De heer Wassenberg (PvdD):
Ik heb een paar vragen over het vorige blokje. Dat komt door de snelheid waarmee de staatssecretaris door de onderwerpen marcheert.

De voorzitter:
Ik probeer hem de hele tijd af te remmen, maar hij is niet te houden.

Staatssecretaris Van Dam:
Ik wordt daartoe zeer aangemoedigd door de voorzitter.

De heer Wassenberg (PvdD):
We hebben gisteren ook gesproken over de biodiversiteit. Er is een aantal rapporten verschenen waaruit blijkt dat het slecht gaat en dat Nederland met uitwerken achterloopt op allerlei Europese regels. Het aanwijzen van Natura 2000-gebieden is traag gegaan. Wat ook traag is gegaan en nog steeds traag gaat, is het verbinden van natuurgebieden, iets wat erg belangrijk is. Aan een aantal natuurgebieden die als losse postzegels verspreid door het land liggen, heb je niet veel. Die moeten verbonden worden, want anders sterven plant- en diersoorten uit. De verbinding is echt cruciaal. Daar staat of valt het natuurbeleid mee. Ik heb ook gevraagd om een sterke regierol van de staatssecretaris. Dat heeft onder meer te maken met het feit dat de natuurgebieden vaak in andere provincies liggen. Daar moet de rijksoverheid op sturen. De Programmatische Aanpak Stikstof is op 1 juli 2015 ingegaan. In juni heeft Noord-Brabant een aantal regels voorbereid om in bepaalde gevallen vee-industrieën strenge regels op te leggen. Dat is in het diepste geheim gebeurd om te voorkomen dat er allerlei aanvragen zouden komen. Dat is ook voorkomen.

De voorzitter:
Gaat u richting een vraag?

De heer Wassenberg (PvdD):
Ja, nu ga ik richting mijn vraag. Uiteindelijk heeft Noord-Brabant strenge regels gesteld. De ruimte die ontstond, is meteen opgevuld door Limburgse bedrijven die in hetzelfde grensgebied lagen en die de ontwikkelruimte hebben opgevuld. Wat er gewonnen is in Noord-Brabant is meteen tenietgedaan in Limburg. Is daar niet een strengere coördinatie en regie van de rijksoverheid nodig?

Staatssecretaris Van Dam:
Dat was een lange vraag, waar meerdere vragen in zaten. Ik hoop dat ik erin slaag om die allemaal recht te doen. De heer Wassenberg vindt dat de aanwijzing van natuurgebieden traag gaat. Ik ben van mening dat wij er zeer voortvarend mee bezig zijn. Ik zal de lijn van mijn voorganger voortzetten. Er moeten zeker nog natuurgebieden worden aangewezen, maar er zijn al grote stappen gezet.

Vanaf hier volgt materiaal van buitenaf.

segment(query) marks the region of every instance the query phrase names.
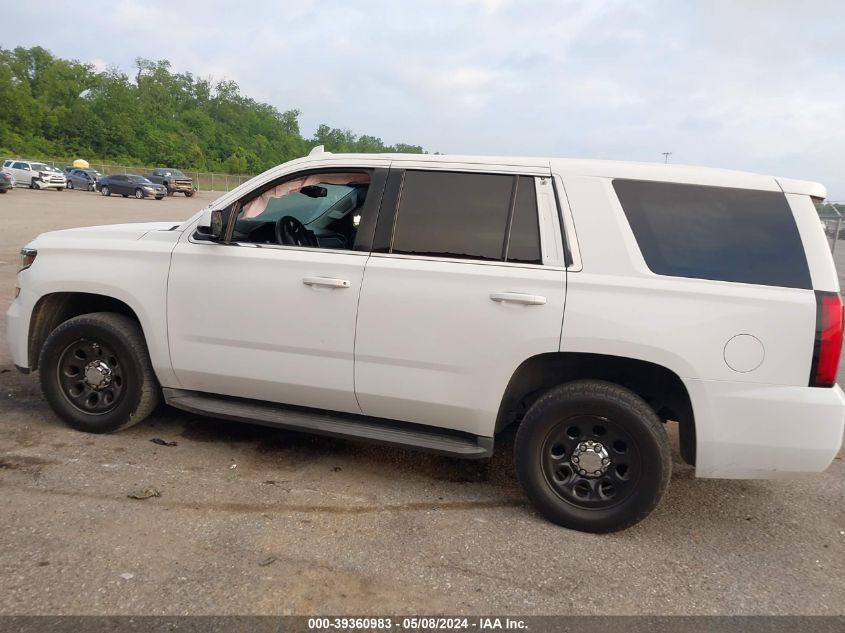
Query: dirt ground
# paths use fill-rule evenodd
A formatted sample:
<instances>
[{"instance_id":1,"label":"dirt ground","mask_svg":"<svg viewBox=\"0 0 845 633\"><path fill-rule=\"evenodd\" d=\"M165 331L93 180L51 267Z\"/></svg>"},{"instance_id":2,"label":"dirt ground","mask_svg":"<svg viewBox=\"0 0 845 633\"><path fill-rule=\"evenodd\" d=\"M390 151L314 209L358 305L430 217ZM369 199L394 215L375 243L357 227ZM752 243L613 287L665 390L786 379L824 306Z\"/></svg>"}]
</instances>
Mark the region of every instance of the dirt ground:
<instances>
[{"instance_id":1,"label":"dirt ground","mask_svg":"<svg viewBox=\"0 0 845 633\"><path fill-rule=\"evenodd\" d=\"M0 304L38 233L212 197L0 196ZM462 462L168 408L85 435L2 345L0 614L843 613L842 452L790 481L696 480L676 454L660 508L596 536L531 510L511 450Z\"/></svg>"}]
</instances>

Voorts zegt de heer Wassenberg dat je niets hebt aan losse natuurgebieden. Zo zou ik dat niet willen zeggen. Die zijn goed voor de natuur en mensen beleven daar veel plezier in. Hij zegt terecht dat het goed is als ze verbonden worden. Dat is de ambitie van het Natuurnetwerk Nederland. Wij proberen dat samen met de provincies te realiseren. Ik heb al gezegd dat wij daar allemaal zeer aan gecommitteerd zijn.

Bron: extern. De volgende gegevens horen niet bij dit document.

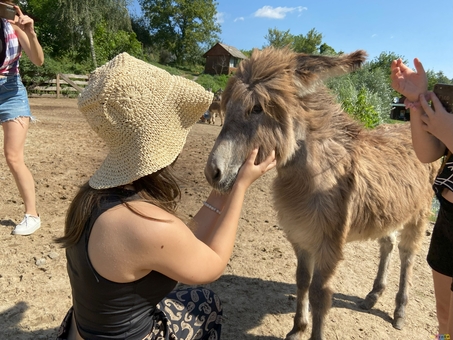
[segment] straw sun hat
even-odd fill
[[[127,53],[97,68],[78,106],[109,152],[94,189],[131,183],[171,164],[213,94]]]

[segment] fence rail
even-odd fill
[[[77,96],[88,84],[88,75],[59,73],[55,79],[28,89],[29,97],[70,97]]]

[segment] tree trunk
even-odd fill
[[[88,31],[88,36],[90,37],[91,57],[93,58],[93,65],[96,68],[96,67],[98,67],[98,63],[96,62],[96,52],[94,51],[93,31],[91,29]]]

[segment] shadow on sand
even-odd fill
[[[251,335],[248,332],[258,327],[266,315],[291,314],[293,317],[295,313],[295,284],[224,275],[208,286],[220,296],[223,302],[224,316],[227,320],[224,332],[231,333],[231,330],[234,329],[236,339],[281,339],[276,336]],[[332,308],[346,308],[359,313],[375,315],[387,322],[392,321],[387,313],[380,310],[362,310],[358,306],[361,301],[362,299],[356,296],[335,293]],[[29,332],[18,326],[28,308],[26,302],[19,302],[0,313],[0,339],[55,339],[58,328]],[[61,319],[63,317],[64,315],[61,315]],[[230,322],[234,322],[234,324],[229,324]]]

De heer Wassenberg vraagt om een sterke regierol. Dat is niet hoe wij het georganiseerd hebben. Provincies en Rijk werken samen. Die samenwerking ging onder mijn voorganger voortreffelijk en ik ben zeker van plan om die zo voort te zetten, juist omdat wij elkaar nodig hebben om de ambities te realiseren waarover de heer Wassenberg spreekt.

Verder verwees hij naar het PAS. In het PAS wordt rekening gehouden met dit soort ontwikkelingen. Als er op de ene plek ruimte ontstaat, kan die op een andere plek worden ingevuld. Dat is het achterliggende idee. Het is aan provincies onderling om daarover afspraken te maken, als men vindt dat de activiteiten van de een te veel effect hebben op de activiteiten van de ander.

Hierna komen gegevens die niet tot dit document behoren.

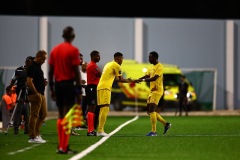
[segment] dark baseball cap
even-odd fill
[[[29,60],[34,60],[34,58],[35,58],[35,57],[28,56],[28,57],[26,58],[26,61],[29,61]]]

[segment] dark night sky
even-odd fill
[[[237,1],[83,1],[8,0],[0,5],[1,15],[158,17],[199,19],[240,19]],[[2,2],[3,3],[3,2]]]

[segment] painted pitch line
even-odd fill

De heer Wassenberg (PvdD):
Ja, maar het PAS is toch ook bedoeld om stikstof terug te dringen? Als de ene provincie zegt stikstof te willen terugdringen, terwijl de andere provincie ruimte denkt te hebben om extra stikstof toe te voegen, dan gaat het gebied er per saldo absoluut niet op vooruit. Daar was het PAS toch voor bedoeld?

Staatssecretaris Van Dam:
Het PAS is bedoeld om twee dingen naast elkaar te realiseren, namelijk bescherming van de natuur en het voorkomen van overbemesting door de neerslag van stikstof, maar ook om ruimte te creëren voor economische ontwikkeling. Ik noem als voorbeeld dat er een ontwikkeling gaande is dat auto's steeds schoner worden en steeds minder stikstofoxide uitstoten. Dat kan ruimte creëren voor andere economische activiteiten. Het PAS is ook bedoeld om te voorkomen dat ons land op slot gaat, omdat we alleen met de blik van de natuurbescherming kijken. De bedoeling is juist om natuur en economische activiteiten beide mogelijk te maken, zodat het beschermen van natuur hand in hand kan gaan met ruimte creëren voor economische activiteit. Dat is de doelstelling van het PAS.

[…]

Staatssecretaris Van Dam:
Vanzelfsprekend. Als je een subsidiebeschikking hebt afgegeven en je wilt tussentijds bijsturen, dan moet je dat op voorhand al hebben aangegeven, anders heb je daar geen juridische basis voor. Als de heer Leenders mij vraagt of ik dit onder de aandacht wil brengen van de provincie, dan zeg ik dat ik dat natuurlijk altijd kan doen. Ik vermoed dat de provincies ook luisteren naar dit debat. Ze zullen daarop geattendeerd zijn. Wij kunnen dat altijd nog een keer doen, zo zeg ik tegen de heer Leenders.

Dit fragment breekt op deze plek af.